Rhode Island’s 2011 pension overhaul—considered to be the most sweeping pension reform law in the country—has had its fair share of legal challenges.
A number of public sector unions and retiree groups currently have suits pending against the law, and their arguments, as with similar cases in other state, center on provisions in the state constitution that protect pensions as contracts.
Rhode Island was hoping that those arguments wouldn’t hold water and requested to have the cases thrown out. But Superior Court Associate Justice Sarah Taft-Carter ruled today that the unions’ arguments are too strong to simply dismiss.
From the Washington Times:
Unions and retirees have argued that their pension benefits constituted an implied contract, while the state disputes that. Taft-Carter notes in her decision that unlike some other states, Rhode Island’s constitution and law do not explicitly state that public employees have a contractual right to their pension benefits.

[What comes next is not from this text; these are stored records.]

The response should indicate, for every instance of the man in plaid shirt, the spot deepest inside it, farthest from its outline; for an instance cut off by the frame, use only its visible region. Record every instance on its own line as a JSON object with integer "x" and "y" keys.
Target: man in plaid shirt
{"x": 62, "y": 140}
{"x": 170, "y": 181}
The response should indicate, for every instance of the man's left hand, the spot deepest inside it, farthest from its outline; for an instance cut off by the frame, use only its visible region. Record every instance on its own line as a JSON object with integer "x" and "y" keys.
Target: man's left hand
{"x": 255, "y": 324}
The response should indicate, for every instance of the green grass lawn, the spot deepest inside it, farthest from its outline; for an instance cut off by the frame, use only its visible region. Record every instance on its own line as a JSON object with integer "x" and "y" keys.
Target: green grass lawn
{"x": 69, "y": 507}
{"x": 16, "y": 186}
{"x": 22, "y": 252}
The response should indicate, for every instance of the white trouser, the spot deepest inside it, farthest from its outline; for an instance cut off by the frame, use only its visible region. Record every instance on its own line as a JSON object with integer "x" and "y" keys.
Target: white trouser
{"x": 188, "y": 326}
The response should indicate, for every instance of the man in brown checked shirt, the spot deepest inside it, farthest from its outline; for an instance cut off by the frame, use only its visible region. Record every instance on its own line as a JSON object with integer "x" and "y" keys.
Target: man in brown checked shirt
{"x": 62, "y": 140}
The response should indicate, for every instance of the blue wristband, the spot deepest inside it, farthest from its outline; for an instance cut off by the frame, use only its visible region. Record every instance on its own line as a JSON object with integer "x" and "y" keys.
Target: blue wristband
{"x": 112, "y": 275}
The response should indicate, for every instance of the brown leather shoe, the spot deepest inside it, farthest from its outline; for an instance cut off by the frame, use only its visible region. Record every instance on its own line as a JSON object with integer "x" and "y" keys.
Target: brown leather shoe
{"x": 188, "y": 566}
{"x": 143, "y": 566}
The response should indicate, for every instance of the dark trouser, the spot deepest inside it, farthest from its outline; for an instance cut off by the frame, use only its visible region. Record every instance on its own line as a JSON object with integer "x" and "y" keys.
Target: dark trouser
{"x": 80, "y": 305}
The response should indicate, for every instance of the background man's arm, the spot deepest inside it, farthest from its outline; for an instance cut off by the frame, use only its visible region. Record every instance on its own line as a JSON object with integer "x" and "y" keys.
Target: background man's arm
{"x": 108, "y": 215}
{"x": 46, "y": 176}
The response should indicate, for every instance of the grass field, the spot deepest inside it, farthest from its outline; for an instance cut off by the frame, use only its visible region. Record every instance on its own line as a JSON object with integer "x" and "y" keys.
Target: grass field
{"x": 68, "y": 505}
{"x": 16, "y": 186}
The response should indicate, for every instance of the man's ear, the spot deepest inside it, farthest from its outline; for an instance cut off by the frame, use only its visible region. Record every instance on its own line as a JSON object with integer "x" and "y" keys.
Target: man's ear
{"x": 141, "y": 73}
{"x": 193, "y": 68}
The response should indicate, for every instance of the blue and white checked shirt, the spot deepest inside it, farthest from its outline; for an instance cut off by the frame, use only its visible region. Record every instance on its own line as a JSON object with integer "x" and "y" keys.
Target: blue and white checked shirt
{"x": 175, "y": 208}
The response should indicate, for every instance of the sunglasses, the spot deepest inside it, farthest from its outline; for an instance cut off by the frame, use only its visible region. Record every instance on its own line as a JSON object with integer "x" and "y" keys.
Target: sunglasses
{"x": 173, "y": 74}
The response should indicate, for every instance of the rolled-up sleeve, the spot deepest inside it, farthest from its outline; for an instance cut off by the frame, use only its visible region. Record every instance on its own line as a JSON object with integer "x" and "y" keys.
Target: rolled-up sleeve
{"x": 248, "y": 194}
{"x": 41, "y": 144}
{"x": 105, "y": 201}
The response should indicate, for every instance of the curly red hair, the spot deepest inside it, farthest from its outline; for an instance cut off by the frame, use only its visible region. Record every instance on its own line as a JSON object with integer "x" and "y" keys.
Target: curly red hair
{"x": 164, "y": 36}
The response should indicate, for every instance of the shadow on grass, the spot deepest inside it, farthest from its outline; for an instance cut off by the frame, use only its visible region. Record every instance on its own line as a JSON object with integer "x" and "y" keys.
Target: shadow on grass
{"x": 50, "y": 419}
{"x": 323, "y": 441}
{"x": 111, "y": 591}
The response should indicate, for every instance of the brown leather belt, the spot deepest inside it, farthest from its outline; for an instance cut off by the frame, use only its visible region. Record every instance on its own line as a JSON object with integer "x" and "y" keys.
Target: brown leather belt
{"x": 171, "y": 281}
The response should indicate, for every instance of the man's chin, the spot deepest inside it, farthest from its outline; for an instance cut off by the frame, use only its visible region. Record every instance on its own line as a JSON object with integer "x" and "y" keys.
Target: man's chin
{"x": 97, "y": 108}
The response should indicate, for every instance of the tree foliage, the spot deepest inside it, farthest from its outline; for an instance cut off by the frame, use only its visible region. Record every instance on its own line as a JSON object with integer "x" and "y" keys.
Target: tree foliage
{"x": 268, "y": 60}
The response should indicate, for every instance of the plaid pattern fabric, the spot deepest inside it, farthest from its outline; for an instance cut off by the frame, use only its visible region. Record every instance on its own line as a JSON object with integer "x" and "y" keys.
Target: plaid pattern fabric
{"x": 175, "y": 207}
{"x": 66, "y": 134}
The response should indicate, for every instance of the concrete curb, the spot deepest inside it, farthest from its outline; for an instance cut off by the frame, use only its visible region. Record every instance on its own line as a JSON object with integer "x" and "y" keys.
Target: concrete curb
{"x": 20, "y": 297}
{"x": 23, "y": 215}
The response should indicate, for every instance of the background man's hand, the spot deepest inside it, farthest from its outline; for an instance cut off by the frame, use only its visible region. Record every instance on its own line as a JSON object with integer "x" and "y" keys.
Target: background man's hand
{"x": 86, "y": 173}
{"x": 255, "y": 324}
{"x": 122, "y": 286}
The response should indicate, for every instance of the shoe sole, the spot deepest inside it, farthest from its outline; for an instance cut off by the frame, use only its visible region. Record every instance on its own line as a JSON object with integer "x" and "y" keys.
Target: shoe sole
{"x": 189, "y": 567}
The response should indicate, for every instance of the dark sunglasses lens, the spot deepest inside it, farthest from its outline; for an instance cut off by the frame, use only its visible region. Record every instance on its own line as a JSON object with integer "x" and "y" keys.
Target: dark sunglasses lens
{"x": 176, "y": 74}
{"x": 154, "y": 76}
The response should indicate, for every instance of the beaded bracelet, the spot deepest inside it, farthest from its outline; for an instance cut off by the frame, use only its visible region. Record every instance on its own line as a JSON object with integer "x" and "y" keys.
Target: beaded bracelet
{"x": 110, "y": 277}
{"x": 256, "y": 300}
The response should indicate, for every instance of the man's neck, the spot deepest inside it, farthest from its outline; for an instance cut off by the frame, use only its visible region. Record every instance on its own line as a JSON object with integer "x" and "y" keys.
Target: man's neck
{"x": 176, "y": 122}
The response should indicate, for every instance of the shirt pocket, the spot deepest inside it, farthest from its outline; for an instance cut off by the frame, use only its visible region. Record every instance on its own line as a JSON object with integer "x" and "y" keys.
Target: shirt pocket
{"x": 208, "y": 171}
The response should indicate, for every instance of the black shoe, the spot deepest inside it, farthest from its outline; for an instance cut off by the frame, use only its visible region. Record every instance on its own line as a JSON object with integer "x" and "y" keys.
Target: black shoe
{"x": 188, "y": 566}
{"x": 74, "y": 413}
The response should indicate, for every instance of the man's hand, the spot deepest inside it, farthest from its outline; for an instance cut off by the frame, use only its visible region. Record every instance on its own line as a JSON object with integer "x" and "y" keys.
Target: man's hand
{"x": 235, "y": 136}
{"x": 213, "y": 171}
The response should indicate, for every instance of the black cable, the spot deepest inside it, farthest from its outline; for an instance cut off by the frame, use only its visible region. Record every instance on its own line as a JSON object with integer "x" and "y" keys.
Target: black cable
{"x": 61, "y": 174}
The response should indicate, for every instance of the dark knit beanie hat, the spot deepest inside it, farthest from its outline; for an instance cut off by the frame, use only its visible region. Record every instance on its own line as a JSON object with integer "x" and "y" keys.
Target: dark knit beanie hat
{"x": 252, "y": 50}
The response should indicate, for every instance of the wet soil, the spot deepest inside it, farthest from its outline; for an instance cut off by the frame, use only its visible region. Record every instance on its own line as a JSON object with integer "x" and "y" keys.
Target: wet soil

But she writes that other factors support it being a contract, such as the fact that workers have served the public for a required number of years and contributed a required percentage of their salaries to the pension system in return for pension benefits.
“A valid contract exists between plaintiffs and the state, entitling plaintiffs to their pension benefits,” she wrote.
Taft-Carter notes that her standard for reviewing the state’s motion to dismiss was not whether the lawsuit is likely to succeed, but rather to assume the allegations are true, and examine the facts in a light favorable to the unions and retirees.
Rhode Island Gov. Lincoln Chafee and Treasurer Gina Raimondo said in a joint statement that they expected the judge’s decision and are now preparing for trial.